50肩(五十肩)の治療になぜ鍼灸が効果的なのか

50肩(五十肩)は正式には肩関節周囲炎と呼ばれ、40代〜60代に多くみられる肩の痛みや可動域制限を伴う症状です。「腕が上がらない」「夜間痛で眠れない」「服の着脱がつらい」など、日常生活に大きな支障をきたします。この50肩の治療法として、近年鍼灸治療が効果的として注目されています。その理由を詳しく解説します。
50肩の原因は「血流不良」と「炎症」
50肩は、加齢や使い過ぎ、運動不足などが重なり、
- 肩関節周囲の筋肉・靭帯の硬化
- 血流の低下
- 炎症による痛み
が起こることで発症します。痛みをかばうことで肩を動かさなくなり、さらに可動域が狭くなるという悪循環に陥りやすいのが特徴です。
鍼灸が50肩の治療に適している理由
① 血流を改善し、自然治癒力を高める
鍼灸治療は、肩周囲や関連するツボを刺激することで血行を促進します。血流が改善されることで、炎症物質の排出が進み、筋肉や関節の回復力が高まります。

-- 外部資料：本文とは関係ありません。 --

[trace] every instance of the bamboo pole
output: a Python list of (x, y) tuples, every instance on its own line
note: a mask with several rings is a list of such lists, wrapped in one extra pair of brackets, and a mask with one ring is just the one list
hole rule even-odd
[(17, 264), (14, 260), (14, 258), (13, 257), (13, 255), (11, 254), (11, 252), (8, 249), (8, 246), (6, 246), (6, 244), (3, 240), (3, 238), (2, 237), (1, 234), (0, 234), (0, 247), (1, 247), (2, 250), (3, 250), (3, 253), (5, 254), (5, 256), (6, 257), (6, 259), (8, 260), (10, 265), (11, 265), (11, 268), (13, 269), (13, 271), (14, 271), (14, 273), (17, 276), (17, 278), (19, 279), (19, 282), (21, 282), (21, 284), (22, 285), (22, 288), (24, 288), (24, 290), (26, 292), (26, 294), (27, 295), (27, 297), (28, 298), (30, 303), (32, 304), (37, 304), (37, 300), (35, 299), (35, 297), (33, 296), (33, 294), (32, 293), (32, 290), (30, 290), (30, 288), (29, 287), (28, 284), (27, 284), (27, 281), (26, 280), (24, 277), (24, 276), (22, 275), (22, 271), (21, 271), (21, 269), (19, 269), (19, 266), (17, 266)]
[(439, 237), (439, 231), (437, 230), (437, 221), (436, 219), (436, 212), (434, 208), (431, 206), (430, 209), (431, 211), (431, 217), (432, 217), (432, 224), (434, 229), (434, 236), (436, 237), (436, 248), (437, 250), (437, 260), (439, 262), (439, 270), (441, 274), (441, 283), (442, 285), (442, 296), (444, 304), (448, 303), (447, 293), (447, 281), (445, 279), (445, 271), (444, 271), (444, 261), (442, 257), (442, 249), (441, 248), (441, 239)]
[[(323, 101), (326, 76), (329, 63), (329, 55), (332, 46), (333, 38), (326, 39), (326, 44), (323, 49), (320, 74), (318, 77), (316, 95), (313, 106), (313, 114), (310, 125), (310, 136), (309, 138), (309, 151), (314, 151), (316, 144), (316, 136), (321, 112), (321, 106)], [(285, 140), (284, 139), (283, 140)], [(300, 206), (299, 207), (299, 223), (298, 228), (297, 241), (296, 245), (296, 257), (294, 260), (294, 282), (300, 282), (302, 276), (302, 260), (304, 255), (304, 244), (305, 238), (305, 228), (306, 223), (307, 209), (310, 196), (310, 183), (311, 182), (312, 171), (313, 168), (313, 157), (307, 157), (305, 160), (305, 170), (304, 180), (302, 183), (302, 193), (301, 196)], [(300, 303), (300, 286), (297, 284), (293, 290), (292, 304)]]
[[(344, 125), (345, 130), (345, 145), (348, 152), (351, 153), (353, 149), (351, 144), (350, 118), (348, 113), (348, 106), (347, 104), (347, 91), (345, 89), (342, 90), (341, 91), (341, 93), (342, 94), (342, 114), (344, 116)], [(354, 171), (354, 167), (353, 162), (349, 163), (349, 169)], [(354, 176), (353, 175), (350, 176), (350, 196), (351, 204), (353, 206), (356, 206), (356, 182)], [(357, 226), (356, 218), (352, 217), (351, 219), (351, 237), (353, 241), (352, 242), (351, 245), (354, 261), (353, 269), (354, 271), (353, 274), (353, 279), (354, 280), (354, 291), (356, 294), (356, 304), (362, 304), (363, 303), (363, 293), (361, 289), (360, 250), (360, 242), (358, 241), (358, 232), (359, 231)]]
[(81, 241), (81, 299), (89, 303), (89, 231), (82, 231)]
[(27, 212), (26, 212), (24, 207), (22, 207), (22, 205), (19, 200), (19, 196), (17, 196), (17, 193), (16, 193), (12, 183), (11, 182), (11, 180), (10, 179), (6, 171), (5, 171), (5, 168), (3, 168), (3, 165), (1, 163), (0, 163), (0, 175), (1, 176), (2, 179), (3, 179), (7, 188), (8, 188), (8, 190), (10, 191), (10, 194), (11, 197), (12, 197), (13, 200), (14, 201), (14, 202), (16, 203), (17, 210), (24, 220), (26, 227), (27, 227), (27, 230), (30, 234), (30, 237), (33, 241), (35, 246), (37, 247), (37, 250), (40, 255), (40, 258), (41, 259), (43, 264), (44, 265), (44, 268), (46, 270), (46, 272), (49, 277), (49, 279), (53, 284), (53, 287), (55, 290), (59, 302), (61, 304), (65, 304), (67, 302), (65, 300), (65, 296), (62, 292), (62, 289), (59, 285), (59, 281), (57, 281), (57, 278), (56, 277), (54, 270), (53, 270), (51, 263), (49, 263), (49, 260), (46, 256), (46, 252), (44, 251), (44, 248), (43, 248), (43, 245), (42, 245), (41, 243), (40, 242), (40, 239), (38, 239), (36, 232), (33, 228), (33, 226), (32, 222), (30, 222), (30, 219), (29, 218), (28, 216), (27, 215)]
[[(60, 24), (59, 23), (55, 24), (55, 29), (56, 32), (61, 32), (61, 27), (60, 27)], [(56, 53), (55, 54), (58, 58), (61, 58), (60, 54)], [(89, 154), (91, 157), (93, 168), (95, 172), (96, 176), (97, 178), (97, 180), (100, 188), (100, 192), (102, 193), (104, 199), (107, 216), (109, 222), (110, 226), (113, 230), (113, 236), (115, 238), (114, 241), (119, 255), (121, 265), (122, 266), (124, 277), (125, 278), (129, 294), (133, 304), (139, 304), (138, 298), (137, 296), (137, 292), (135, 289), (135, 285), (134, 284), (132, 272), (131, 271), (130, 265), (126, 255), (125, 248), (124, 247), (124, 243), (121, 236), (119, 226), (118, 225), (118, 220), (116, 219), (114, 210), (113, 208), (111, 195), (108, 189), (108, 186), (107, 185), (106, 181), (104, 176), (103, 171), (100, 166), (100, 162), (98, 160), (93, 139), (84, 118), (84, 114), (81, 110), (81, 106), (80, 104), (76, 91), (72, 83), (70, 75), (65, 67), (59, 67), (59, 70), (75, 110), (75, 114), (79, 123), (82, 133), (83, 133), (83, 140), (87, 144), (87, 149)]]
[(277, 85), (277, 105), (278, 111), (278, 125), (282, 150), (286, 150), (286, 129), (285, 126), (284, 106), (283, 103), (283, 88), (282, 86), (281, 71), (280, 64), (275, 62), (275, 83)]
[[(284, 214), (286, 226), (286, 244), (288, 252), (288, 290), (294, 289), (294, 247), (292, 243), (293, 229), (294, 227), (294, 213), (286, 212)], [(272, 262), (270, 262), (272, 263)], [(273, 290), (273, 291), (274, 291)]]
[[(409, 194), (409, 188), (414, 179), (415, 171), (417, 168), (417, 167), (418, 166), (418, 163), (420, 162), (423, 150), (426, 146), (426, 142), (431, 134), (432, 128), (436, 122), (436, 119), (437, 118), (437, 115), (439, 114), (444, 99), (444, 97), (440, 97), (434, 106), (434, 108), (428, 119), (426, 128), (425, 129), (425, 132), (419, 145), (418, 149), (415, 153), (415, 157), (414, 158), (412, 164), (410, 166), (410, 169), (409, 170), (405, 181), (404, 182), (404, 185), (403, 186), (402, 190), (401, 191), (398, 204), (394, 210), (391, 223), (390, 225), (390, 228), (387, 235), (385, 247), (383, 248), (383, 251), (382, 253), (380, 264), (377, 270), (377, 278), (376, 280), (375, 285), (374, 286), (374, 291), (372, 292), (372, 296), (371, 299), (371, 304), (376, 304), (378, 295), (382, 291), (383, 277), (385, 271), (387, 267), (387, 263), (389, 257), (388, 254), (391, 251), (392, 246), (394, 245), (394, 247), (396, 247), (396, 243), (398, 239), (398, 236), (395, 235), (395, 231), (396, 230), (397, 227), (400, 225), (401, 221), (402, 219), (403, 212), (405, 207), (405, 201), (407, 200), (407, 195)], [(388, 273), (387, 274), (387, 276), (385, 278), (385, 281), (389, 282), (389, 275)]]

これは、薬に頼らず身体本来の治る力を引き出す治療法である点が大きな特徴です。
② 痛みを和らげ、夜間痛の軽減が期待できる
50肩で特につらいのが夜間痛です。
鍼灸には神経の興奮を抑える作用があり、痛みを感じにくくする効果が期待できます。
その結果、
- 寝返り時の痛みが軽減
- 睡眠の質が向上
- 回復スピードの向上
といった良い循環が生まれます。
③ 可動域制限の改善にアプローチできる
鍼灸は、硬くなった筋肉や関節周囲組織を深部から緩めることが可能です。
マッサージでは届きにくいインナーマッスルにもアプローチできるため、
- 腕が上がりやすくなる
- 後ろに手が回るようになる
など、肩の可動域改善が期待できます。
④ 症状の段階に合わせた治療ができる
50肩には、
- 炎症期(痛みが強い時期)
- 拘縮期(動かしにくい時期)
- 回復期
という段階があります。
鍼灸治療は、その時期に応じて「痛みを抑える」「動きを改善する」など柔軟な対応が可能なため、50肩の経過に非常に相性の良い治療法です。
50肩でお悩みなら鍼灸治療という選択を
50肩は「放っておけば治る」と言われることもありますが、適切な治療を行わないと回復までに1〜2年以上かかるケースも少なくありません。
鍼灸治療は、
- 痛みの軽減
- 可動域の改善
- 回復期間の短縮
を目指せる、50肩に有効な治療法の一つです。肩の痛みや動かしにくさでお悩みの方は、ぜひ一度鍼灸治療を検討してみてください。